I'm looking for any references for result relevant to the following conjecture:
Conjecture: For any computable Lagrangian $\mathbb{R}^{2n+1} \to \mathbb{R}$, $\mathcal{L}(t,{\bf q}, {\bf \dot{q}})$, then for any computable initial conditions ${\bf q}(0), {\bf \dot{q}}(0)$, ${\bf q}(t), {\bf \dot{q}}(t)$ are computable functions. Where computability is taken in the type-2 theory of effectivity sense as laid out by Weihrauch.
There is also the analogous conjecture for computable Hamiltonians and ${\bf q}, {\bf p}$.
In this physics stack exchange post, a user claim without apparent evidence that "classical mechanics is known to be non-computable", though I'm not really sure what that is intended to mean, also he didn't give a reference (and I haven't been able to find one, he reference "rapidly accelerating computer" as part of the proof of this claim, though that doesn't give any useful results on a first search). Of course we need constraints on what kinds of Lagrangians/Hamiltonians/force laws we are working with, because if these are themselves noncomputable functions, there are certainly cases where the particle trajectories are noncomputable.
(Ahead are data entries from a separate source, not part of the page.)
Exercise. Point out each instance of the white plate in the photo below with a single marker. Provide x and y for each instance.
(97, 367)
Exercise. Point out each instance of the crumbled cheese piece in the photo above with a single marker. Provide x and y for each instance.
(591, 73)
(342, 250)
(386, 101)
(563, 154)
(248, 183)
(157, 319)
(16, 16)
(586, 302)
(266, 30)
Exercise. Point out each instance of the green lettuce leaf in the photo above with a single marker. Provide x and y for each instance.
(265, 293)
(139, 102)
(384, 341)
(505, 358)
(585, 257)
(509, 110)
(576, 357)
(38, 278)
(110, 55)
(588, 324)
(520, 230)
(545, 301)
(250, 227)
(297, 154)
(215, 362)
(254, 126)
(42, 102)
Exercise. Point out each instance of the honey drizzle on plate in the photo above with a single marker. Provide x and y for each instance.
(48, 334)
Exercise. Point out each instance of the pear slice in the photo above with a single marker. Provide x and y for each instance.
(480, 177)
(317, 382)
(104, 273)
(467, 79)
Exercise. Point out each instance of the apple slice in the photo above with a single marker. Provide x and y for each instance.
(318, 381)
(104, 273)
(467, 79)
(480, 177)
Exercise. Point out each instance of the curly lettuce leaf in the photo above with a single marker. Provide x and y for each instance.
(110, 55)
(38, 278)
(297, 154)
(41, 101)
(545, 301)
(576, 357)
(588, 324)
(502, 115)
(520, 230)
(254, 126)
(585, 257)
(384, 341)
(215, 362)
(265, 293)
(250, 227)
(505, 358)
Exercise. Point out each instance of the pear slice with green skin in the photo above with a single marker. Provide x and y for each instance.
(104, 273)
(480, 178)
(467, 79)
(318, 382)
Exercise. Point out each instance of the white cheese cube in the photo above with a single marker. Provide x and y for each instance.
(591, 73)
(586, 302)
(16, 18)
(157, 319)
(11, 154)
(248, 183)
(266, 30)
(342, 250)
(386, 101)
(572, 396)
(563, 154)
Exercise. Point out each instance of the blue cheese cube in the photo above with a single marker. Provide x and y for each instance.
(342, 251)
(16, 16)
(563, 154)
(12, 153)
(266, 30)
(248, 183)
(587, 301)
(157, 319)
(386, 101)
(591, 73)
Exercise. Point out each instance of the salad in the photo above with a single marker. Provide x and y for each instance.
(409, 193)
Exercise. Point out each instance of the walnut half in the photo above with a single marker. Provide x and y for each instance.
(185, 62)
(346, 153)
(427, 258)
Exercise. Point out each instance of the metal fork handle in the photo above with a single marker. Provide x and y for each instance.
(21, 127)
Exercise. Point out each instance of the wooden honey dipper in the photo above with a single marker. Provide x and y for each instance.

Any relevant papers would be much appreciated. Of course, counterexample would be good as well. It's worth noting the there is a result by Pour-El and Richards that says the wave equation will time evolve "computable" initial data to a "non-computable" state for a computable time value. This is using I believe a different notion of computability from Weihrauch and there is a paper by Weihrauch and Zhong that explain that the Pour-El/Richards result doesn't violate the physical Church-Turing thesis and that the solution is always computable in the sense laid out in the paper.
PS: If any references for the case that we are working with field Lagrangians/Hamiltonians are known, they are also welcome.
Note: I have looked at Physics and Church–Turing Thesis on MO. I don't think anything there is useful to this problem.